La nutella – senza nulla togliere alla bontà di questo alimento – simboleggia la politica in versione consigli regionali: con i consiglieri regionali che si fanno rimborsare tutto: viaggi, ‘frizzi’, ‘lazzi’, gioielli e anche la nutella! (scandalo di questi giorni). Mentre il latte stava lì ad indicare quanto sono costate, al nostro Paese, le quote latte, o meglio, le contravvenzioni per le quote latte (4,5 miliardi di euro in 11 anni).

Anche se, a dir la verità, se il primo esempio è calzante, il secondo lo è un po’ meno: perché le quote latte simboleggiano un’Unione Europea che si auto-governa male sin dai tempi della Cee: sia perché deve essere il mercato a stabilire le ‘quote-latte’ e non la burocrazia truffaldina europea, sia perché le ‘quote-latte’ non hanno mai rispettato le vocazioni zootecniche dei Paesi europei, ma solo gli equilibri, spesso patologici, se non truffaldini, di un’Unione Europea che, non a caso, è degenerata nella “Bce”.

Detto questo, va precisato che il Movimento di Giannino è tra i pochi Movimenti politici del nostro Paese ad aver chiaro cosa bisogna fare per rilanciare l’economia italiana. A differenza di Monti, che ha fatto pagare l’Imu agl’italiani per foraggiare le banche, Giannino e i suoi hanno elaborato un programma economico e politico nell’interesse degli italiani: già solo per questo saranno minoritari, perché in Italia le maggioranze elettorali seguono sempre gli imbonitori.

Tra le tante proposte – i dieci punti del programma di Oscar Giannino che i nostri lettori possono trovare senza difficoltà sulla rete – ne segnaliamo una che, a nostro modesto avviso, è centrale. Riguarda lo Stato sociale e, in particolare, i provvedimenti da attuare in presenza di disoccupazione. Cioè oggi, visto che il Governo Monti ha portato l’Italia ad un tasso di disoccupazione elevatissimo.

Giannino e i tanti militanti del Movimento Fermare il declino sostengono, giustamente, che la Cassa integrazione è sbagliata. Perché, alla fine, sostiene un’azienda in crisi che, usufruendo appunto della Cassa integrazione, non ha motivo di rimuovere le cause che l’hanno fatta piombare nella crisi.
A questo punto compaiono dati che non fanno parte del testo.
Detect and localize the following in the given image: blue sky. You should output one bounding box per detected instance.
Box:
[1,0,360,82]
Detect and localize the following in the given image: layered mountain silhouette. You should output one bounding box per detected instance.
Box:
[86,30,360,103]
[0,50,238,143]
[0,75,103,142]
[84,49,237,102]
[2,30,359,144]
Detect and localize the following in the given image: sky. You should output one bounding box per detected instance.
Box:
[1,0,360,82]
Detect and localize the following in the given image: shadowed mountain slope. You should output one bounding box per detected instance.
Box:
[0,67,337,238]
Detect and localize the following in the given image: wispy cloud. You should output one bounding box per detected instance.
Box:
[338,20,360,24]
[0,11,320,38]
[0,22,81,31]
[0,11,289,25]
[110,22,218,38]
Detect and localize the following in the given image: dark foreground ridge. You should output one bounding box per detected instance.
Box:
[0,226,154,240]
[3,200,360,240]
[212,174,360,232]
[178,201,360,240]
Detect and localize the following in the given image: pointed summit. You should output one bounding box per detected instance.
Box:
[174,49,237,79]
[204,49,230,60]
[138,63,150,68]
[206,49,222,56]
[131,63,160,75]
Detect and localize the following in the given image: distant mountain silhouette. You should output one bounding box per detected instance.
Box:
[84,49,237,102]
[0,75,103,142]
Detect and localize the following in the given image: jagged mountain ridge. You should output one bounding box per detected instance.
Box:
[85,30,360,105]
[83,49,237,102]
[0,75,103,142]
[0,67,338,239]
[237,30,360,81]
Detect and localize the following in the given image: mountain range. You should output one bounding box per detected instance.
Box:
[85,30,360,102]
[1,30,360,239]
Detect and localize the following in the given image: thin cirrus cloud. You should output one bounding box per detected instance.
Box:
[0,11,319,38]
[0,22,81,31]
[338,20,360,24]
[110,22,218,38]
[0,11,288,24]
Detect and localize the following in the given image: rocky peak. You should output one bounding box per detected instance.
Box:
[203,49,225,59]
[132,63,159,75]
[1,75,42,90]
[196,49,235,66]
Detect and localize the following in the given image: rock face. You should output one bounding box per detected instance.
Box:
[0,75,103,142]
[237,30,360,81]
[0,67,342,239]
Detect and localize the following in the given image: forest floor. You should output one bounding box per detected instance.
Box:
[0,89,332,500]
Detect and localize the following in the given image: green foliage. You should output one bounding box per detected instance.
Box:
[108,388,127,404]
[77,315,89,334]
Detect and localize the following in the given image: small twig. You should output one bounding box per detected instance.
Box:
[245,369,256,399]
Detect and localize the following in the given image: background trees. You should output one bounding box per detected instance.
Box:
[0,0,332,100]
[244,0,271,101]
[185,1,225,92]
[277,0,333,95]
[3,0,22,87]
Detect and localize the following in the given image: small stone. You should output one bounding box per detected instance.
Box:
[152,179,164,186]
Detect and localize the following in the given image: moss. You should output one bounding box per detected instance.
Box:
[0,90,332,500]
E non aiuta i lavoratori. In pratica, la Cassa integrazione affossa aziende e lavoratori.

Il sostegno, spiegano i protagonisti di Fermare il declino, va dato ai lavoratori licenziati e non alle aziende decotte. Un sussidio di disoccupazione della durata di tre, quattro, cinque anni. Per consentire ai lavoratori di aggiornarsi, con corsi di formazione seri, per poi rientrare nel mercato del lavoro.

E’ una tesi che ci convince: non a caso, da quando il nostro giornale è in rete, non ci siamo mai stancati di proporre il salario minimo garantito per tutti i disoccupati della Sicilia, con l’obbligo della formazione per rientrare preparati e formati nel mercato del lavoro.

Anche sulla Sicilia il Movimento di Giannino ha elaborato un programma in pochi punti essenziali. Al primo posto ci sono istruzione e formazione (e noi siamo perfettamente d’accordo). Poi la trasparenza nella pubblica amministrazione (senza offesa per la Cisl siciliana…). Politica dei trasporti. Una sanità che funziona. E l’abolizione delle Province regionali.